Clients who were worried that all this transparency would leave them with few choices for non-conflicted and qualified executive compensation consultants can relax.  All of these transparency changes have made many executive compensation consultant realize that they are frankly better off outside of the large multi-service firms than inside.  There has been a wholesale migration of some of the most prominent individuals from multi-service to boutique firms leaving many options for companies.

Consultants At Risk?

With the downfall and near collapse of many companies over the past few years and with public outrage still running high, there is a growing demand that the leaders of these companies be brought to justice, and regulators are taking notice.   Most recently we have seen the US District court refuse to dismiss SEC fraud charges against Countrywide’s former CEO Angelo Mozilo, former COO David Sambol and former CFO Eric Sieracki.

According to a November 2009 Reuters article: “The SEC sued the defendants in June, accusing them of misleading investors about the quality of Countrywide’s loans, including tens of billions of dollars of risky subprime and adjustable-rate mortgages.” 

As this case and possibly others move forward, we wonder how long it might be before the defense attorneys start to look for other places to lay blame other than at the feet of their clients.  Perhaps those lawyers will turn their sights on the compensation consultants who designed the pay packages for these now dethroned executives.

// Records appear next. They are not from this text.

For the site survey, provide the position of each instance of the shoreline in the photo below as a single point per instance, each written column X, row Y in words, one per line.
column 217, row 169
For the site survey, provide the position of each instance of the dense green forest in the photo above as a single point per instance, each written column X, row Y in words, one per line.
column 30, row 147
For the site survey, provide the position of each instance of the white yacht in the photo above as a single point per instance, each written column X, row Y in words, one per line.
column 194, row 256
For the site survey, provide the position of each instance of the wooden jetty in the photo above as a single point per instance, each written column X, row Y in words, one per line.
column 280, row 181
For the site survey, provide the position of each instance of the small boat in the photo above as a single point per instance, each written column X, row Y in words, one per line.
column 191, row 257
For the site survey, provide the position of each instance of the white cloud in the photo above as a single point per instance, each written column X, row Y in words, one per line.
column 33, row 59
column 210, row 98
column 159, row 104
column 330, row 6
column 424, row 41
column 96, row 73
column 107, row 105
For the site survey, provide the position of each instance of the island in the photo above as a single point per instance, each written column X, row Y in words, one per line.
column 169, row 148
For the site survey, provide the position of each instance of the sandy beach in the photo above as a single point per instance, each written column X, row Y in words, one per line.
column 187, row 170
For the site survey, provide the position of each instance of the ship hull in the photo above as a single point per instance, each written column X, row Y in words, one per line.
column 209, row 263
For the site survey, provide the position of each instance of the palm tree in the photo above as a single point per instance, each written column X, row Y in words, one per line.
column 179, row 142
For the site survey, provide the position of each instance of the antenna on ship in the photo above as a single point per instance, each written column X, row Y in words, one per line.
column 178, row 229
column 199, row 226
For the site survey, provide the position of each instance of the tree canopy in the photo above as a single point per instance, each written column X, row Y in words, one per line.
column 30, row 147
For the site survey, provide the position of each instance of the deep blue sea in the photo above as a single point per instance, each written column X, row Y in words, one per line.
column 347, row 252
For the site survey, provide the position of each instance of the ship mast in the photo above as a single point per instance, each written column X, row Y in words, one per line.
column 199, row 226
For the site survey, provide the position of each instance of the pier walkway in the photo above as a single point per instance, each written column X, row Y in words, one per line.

An even bigger question involves the role of the consultant: Could Towers Perrin, who advised Countrywide on its executive pay program, ultimately be seen as contributing to the circumstances that resulted in the alleged fraud perpetrated against shareholders? Could the pay package Towers designed be seen as driving the executives to take excessive risks? 

It might be a tough sledding for these CEOs – not far removed from “masters of the universe” status – to argue “I am just a puppet who was victimized by my compensation program”.  That is to try and use the “my consultants made me do it” defense.

Further, if the disclosures are properly written, a lawyer might find little to latch onto when trying to make that connection. However, certain cases in the past might make us think it is not so far-fetched:  in 2003 E&Y and KPMG were sued over tax shelters they were setting up “after the Internal Revenue Service denied the tax savings that [clients] had been promised… plaintiffs in the suits [said] that the accounting firms should have known that the tax shelters would be disallowed and that the firms put their own financial interests ahead of those of their clients.”

Final Thoughts

One final thought on Connelly’s article: Connelly includes a comment about the research that has been used to support multi-service firms’ position of denying any conflict.  She says of published studies: “a paper written by Kevin Murphy and Tatiana Sandino, professors at the University of Southern California Marshall School of Business, turned up the interesting tidbit that CEOs are paid more if a consultant works exclusively for the board than if it works for management.”  Since we are in support of transparency we thought it important to advice our readers that Kevin Murphy was at one time a paid advisor to Towers Perrin.  We wonder whether this relationship with Towers might in some way have influenced Murphy’s findings.     

Companies might be wise to remember the adage “caveat emptor” (let the buyer beware) when looking to replace a conflicted compensation consultant.  Better yet, we encourage companies shopping for a new compensation consultant to consider a newer adage “Let the buyer be AWARE”.